Après quarante ans de célibat rythmés par de nombreuses demandes repoussées par les parents au motif que les prétendants ne sont pas de la même ethnie que leur fille, cette dernière a fini par trouver le parti dont rêvaient pour elle papa et maman. Ainsi, c'est des parents aux anges qui reçoivent les nombreux invités affluant de partout.

Pourtant, derrière les sourires et les regards fiers, des invités ne peuvant s'empêcher de se demander combien de jeunes filles hal pular de la deuxième génération d'émigrés vivant en France ont pu réussir de la sorte à trouver un mari avec la bénédiction de leurs parents.

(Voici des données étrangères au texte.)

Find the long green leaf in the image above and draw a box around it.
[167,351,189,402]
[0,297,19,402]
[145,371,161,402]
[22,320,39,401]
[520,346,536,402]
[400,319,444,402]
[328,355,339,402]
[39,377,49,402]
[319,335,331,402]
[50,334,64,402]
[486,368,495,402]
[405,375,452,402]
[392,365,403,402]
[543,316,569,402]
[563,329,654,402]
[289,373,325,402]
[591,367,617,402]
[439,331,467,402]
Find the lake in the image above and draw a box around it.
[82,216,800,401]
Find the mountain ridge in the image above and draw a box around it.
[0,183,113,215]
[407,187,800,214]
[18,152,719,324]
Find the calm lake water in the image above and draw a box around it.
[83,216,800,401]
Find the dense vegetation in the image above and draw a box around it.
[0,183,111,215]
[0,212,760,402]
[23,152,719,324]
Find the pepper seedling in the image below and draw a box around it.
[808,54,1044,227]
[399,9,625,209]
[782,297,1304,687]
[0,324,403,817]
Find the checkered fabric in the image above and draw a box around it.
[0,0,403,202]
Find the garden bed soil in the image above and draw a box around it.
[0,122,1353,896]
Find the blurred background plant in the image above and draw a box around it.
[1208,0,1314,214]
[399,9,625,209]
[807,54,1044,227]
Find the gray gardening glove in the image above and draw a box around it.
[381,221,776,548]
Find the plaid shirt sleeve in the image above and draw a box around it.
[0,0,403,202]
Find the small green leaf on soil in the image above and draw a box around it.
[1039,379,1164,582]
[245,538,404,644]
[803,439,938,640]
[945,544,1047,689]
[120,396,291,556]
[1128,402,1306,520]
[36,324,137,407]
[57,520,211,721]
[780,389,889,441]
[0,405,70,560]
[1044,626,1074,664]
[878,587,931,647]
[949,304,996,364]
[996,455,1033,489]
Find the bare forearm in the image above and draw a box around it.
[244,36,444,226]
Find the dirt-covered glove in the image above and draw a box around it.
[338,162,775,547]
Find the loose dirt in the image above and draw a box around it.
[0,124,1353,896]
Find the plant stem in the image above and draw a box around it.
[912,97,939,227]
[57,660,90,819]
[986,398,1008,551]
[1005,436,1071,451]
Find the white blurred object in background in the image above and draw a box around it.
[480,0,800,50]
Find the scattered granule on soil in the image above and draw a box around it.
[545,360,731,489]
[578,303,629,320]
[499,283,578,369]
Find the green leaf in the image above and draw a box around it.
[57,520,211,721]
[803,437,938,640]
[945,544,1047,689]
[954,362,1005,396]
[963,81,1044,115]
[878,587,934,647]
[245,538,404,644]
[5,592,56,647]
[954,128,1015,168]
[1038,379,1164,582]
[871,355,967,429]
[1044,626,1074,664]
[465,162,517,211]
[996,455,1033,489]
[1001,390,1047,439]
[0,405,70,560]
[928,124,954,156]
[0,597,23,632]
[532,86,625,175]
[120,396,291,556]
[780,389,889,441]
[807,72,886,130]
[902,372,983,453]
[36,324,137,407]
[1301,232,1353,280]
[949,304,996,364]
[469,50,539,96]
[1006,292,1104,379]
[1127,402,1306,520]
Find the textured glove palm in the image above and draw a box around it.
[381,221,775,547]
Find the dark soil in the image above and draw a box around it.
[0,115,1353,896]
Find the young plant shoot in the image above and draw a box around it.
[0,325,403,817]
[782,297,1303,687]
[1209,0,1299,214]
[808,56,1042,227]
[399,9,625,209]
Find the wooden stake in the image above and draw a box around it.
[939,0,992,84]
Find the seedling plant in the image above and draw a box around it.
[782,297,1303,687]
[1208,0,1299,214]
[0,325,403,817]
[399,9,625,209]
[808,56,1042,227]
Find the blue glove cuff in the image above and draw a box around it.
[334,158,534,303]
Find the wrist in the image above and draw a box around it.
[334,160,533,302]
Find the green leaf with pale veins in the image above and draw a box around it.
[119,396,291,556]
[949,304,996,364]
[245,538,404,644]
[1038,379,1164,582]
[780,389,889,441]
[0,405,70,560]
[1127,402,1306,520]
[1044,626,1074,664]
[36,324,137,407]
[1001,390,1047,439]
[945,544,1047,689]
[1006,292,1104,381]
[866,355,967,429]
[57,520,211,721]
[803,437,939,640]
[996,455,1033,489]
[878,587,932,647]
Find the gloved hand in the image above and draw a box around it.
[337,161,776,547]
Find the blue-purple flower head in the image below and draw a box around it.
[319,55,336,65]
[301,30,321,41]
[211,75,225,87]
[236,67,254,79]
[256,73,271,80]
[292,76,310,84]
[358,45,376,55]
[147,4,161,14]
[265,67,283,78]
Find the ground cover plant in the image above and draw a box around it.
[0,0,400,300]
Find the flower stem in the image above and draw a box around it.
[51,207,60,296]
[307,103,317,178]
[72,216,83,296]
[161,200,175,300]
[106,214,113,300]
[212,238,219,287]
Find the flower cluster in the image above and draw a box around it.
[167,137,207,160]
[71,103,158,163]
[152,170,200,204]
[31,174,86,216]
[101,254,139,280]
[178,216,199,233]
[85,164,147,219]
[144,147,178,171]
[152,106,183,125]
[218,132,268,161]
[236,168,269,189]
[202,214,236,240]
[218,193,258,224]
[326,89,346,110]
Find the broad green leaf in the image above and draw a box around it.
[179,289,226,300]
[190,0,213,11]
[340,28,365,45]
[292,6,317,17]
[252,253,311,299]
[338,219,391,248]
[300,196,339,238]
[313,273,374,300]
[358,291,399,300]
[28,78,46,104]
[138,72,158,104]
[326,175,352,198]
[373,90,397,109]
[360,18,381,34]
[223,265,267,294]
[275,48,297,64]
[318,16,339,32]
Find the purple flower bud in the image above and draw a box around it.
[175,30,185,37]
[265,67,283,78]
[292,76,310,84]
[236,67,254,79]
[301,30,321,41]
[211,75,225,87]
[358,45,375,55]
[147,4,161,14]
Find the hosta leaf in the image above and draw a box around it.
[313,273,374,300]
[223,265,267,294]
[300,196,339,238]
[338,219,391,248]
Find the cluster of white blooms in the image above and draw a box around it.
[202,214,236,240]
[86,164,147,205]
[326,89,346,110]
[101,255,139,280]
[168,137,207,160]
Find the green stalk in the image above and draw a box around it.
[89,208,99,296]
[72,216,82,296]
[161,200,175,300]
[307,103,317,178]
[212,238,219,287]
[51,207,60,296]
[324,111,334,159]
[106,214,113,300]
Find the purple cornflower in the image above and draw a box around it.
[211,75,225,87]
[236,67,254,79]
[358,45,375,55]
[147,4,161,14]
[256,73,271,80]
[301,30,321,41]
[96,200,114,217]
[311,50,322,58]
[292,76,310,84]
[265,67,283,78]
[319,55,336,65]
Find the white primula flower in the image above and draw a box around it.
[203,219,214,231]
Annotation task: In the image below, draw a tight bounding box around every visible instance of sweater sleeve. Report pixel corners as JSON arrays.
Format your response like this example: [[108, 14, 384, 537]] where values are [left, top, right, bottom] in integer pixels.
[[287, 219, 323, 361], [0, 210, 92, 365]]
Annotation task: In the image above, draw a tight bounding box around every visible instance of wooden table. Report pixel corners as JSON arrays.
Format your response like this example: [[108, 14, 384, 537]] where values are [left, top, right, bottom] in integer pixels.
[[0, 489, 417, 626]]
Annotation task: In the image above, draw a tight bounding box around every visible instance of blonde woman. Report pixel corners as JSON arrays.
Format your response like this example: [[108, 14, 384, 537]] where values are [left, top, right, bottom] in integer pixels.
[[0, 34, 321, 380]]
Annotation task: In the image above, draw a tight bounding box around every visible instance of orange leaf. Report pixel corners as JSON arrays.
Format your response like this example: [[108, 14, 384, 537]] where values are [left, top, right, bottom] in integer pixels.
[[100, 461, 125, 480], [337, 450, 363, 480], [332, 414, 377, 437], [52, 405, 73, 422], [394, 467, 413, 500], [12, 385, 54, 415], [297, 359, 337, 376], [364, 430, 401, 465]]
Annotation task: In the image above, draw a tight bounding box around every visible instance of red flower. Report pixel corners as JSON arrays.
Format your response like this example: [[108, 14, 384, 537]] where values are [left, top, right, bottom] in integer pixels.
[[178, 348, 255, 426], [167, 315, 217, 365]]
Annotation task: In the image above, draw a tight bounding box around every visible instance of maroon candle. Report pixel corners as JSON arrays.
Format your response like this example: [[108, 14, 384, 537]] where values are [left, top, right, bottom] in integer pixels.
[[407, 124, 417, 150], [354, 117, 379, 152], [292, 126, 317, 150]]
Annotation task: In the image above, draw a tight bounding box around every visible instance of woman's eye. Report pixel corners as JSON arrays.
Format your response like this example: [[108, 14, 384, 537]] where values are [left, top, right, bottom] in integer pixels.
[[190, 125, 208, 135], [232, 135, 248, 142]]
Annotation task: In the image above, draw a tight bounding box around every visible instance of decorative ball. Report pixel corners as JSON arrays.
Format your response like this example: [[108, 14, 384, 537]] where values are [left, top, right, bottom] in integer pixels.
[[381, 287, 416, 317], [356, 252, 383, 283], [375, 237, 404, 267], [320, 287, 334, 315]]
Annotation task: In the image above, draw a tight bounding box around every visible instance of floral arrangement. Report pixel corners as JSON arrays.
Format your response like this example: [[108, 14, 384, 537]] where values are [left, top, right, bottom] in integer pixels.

L'âge de la mariée, quarante ans, renseigne sur la situation vécue par les enfants de la deuxième génération d'émigrés qui à force d'être guidés dans leur choix de vie à deux par leurs parents ont fini par se scinder en deux camps aux aspirations diamétralement opposées. L'un est resté fortement à cheval sur les croyances ancestrales comme le respect des classes sociales et du code de l'honneur, là où l'autre porté sur l'ouverture est plus proche des réalités occidentales.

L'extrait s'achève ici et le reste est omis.